Mentions in survey responses of trade policy, tariffs, and political uncertainty rose as well, as did labor-market insecurity and health-related costs. Manufacturing employment continues to fall in this tariff era, shedding roughly 70,000 jobs after tariffs were raised from about 2.4 percent to around 10 percent. Even if these jobs are offset by job gains in some other sector elsewhere, displaced workers still have reason to be less confident about their own prospects. 

These concerns reflect specific and notable pressures on households’ budgets and long-term planning. 

Here enters one of the major issues of the aggregates. Measures like GDP, average wages, and employment totals merely summarize overall activity, obviously. What they fail to capture are economic realities like distribution and sustainability — and whether growth positively impacts a household’s ability to plan for the future. Nominal consumption can rise as real purchasing power stagnates; employment can grow as job mobility declines. Aggregate output can increase while economic freedom and flexibility decrease. When we understand this, then divergences between consumer confidence and aggregate economic indicators become more intelligible. 

Even assuming aggregate statistics are well-suited to measure motion in an economy (a point not necessarily granted, but simply set aside for the sake of this article), they cannot measure coordination or economic viability. They tell us how much supposed economic activity is occurring, but not whether such activity reflects consumer preferences, actual economic realities, or even economic resilience. Consumer confidence, while also an aggregate of sorts, seeks to provide a general judgment about opportunity, security, and constraint. When assessments of conditions and expectations simultaneously deteriorate, that hints at a more fundamental issue than mood swings by consumers. 

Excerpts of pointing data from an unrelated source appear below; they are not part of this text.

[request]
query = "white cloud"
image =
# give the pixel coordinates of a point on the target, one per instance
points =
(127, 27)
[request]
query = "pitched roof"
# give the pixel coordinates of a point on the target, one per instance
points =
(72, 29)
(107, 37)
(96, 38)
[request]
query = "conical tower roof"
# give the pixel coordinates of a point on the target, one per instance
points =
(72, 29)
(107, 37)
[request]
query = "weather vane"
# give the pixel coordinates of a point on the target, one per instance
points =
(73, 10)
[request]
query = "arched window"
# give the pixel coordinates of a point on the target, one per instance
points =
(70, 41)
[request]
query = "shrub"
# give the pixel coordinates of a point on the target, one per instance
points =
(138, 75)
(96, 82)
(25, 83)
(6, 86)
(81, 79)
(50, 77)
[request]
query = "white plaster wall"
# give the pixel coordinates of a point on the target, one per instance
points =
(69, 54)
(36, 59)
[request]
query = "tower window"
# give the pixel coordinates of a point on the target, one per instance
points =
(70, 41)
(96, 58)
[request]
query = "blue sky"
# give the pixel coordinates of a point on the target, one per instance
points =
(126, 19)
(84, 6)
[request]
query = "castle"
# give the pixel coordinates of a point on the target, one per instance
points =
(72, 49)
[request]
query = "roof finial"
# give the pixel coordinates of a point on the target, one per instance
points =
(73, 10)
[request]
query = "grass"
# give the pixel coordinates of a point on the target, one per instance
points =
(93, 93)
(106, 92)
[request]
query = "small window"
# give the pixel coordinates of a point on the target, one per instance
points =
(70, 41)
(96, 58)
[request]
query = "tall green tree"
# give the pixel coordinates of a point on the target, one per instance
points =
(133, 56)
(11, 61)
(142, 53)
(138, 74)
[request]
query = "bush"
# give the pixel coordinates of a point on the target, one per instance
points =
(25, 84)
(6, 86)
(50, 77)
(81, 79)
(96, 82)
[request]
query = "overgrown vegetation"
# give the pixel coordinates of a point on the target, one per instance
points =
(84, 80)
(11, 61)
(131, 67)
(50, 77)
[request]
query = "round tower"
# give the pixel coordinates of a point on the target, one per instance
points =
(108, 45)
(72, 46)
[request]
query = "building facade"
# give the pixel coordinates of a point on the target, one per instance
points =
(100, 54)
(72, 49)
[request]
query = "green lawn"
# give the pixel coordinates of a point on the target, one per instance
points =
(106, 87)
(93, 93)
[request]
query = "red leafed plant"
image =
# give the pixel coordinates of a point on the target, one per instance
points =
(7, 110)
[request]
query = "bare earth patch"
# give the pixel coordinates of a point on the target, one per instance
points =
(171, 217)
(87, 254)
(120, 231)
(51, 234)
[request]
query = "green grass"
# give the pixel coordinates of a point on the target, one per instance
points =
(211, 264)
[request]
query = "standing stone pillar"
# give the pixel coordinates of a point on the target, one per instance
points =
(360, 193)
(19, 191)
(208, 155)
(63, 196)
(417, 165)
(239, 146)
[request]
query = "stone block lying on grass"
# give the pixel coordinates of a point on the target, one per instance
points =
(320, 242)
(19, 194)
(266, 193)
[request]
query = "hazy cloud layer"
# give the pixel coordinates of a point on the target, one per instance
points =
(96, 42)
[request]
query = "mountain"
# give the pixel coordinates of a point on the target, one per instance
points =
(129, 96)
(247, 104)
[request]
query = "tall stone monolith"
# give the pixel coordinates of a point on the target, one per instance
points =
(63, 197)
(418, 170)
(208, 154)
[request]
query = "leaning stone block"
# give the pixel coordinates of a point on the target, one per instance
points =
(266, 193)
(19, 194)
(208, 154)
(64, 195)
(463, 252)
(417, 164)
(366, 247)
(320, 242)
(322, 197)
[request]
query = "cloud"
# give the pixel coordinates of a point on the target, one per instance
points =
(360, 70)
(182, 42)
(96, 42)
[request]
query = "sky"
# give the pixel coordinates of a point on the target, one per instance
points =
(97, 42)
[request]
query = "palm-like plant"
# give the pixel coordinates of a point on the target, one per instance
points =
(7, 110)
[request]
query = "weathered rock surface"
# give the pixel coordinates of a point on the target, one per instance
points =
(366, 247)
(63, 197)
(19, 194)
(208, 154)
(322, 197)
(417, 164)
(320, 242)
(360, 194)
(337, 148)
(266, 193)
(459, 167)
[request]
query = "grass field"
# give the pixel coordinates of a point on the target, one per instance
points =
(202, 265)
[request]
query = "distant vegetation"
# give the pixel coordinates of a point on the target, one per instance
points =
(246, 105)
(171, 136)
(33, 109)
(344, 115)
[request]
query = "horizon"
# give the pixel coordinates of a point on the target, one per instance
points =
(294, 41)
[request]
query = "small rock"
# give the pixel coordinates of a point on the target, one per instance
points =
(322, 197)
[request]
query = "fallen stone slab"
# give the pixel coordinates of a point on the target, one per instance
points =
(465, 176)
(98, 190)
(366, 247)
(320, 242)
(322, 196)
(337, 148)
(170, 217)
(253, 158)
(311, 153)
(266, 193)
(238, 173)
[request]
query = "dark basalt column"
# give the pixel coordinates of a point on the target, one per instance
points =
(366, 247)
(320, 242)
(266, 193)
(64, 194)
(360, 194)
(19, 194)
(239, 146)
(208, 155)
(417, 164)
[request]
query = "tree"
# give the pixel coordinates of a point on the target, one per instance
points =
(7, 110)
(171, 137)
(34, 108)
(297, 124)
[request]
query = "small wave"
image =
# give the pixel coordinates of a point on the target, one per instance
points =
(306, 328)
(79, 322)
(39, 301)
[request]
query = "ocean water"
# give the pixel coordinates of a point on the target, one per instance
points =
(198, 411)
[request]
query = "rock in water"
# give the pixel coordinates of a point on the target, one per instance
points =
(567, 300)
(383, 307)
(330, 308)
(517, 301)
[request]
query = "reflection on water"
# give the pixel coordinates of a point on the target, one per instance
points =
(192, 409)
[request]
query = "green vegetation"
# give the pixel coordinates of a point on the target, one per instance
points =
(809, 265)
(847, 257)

To be clear, consumer confidence is not a comprehensive measure of economic health. Survey responses reflect personal experience and expectations, which can be incomplete or mistaken, but still have relevant impact because individuals act upon those attitudes. But the primary trap here is the treatment of low confidence as simply irrational pessimism. When consumers consistently report anxiety about the job market, income, and future conditions, they are not necessarily misunderstanding the economy. Instead, they may be pointing to specific structural pressures aggregates cannot detect. Rising costs, reduced labor mobility, and policy uncertainty all weigh heavily on confidence while remaining somewhat invisible to headline economic data. 

So, we return to the central question: when consumer confidence collapses amid positive economic aggregates, which one is lying? Perhaps neither, but they are both needed if we wish to understand the state of the economy. Aggregate statistics are intended to measure total activity. So be it. But total activity is not the end-all, be-all of economic health. Consumer confidence seeks to reveal whether such activity is translating into security, flexibility, and confidence about the future. 

If economic growth increasingly takes the form of superficial statistical expansion rather than authentic improvements in economic coordination, then falling confidence is not a puzzle, nor something to ignore. It is, instead, a warning that the economy is possibly wasting resources in the name of increasing numbers. This, of course, completely inverts the entire purpose of the economy — the proper coordination of scarce resources in accordance with people’s needs.